06/12/2017
Moyen-Orient : Trump de plus en plus inepte
Avec sa bourde sur Jérusalem, The Donald embarrasse le monde sunnite... dont il prétendait mobiliser une partie contre l'Iran :
Donald Trump avait promis de déclarer la vieille ville de Jérusalem "capitale d'Israël". Il va le faire ! Motif : la religious right US souhaite une conflagration au Moyen-Orient (elle croit que ça hâtera la fin des temps), et M. Trump a besoin des voix de la religious right. Par ailleurs M. Trump aime l'idée de conflagration, pour deux raisons : 1. il est belliciste, quoique s'étant fait réformer pour ne pas aller au Vietnam [*] ; 2. il est populiste, et les régimes populistes poussent le peuple vers la guerre pour le détourner des questions sociales. Enfin la droite US populaire (même non-religieuse) est pro-Netanyahou en vertu du bon vieil adage : "communists hate Israel - America hate communists".

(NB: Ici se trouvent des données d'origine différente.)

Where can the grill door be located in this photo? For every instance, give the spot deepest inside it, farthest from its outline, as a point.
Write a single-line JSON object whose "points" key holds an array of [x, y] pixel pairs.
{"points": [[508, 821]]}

Mais la décision trumpienne sur Jérusalem pousse la débilité jusqu'au monumental, dans la mesure où elle f... par terre la propre politique de M. Trump au Moyen-Orient.
Cette politique (d'ailleurs aberrante) consistait à provoquer un affrontement avec l'Iran chiite. Elle s'appuyait donc sur des régimes sunnites, Arabie saoudite en tête.
Or M. Trump, en déclarant Jérusalem capitale d'Israël, commet un sacrilège aux yeux de l'ensemble du monde musulman ! Résultat : les régimes sunnites se lancent dans un concours à qui lèvera le plus haut l'étendard de la résistance à M. Trump, et se trouvent forcés de mettre en veilleuse leur rhétorique anti-iranienne.
Président en exercice de l'Organisation de la coopération islamique, M. Erdogan convoque le 13 décembre à Istanbul une réunion d'urgence de 57 Etats musulmans, et téléphone à la fois aux dirigeants iraniens et aux dirigeants saoudiens ("Jérusalem est notre cause commune !") ; il téléphone aussi aux dirigeants malais, tunisiens, qatari, pakistanais, indonésiens...
Le roi de Jordanie, pilier de l'alliance occidentale, met en garde Washington contre "les conséquences graves et le risque d'escalade" de l'affaire de Jérusalem ; appuyé par le roi du Maroc (président du comité panarabe pour Jérusalem), il demande une réunion d'urgence des 22 ministres des Affaires étrangères de la Ligue arabe.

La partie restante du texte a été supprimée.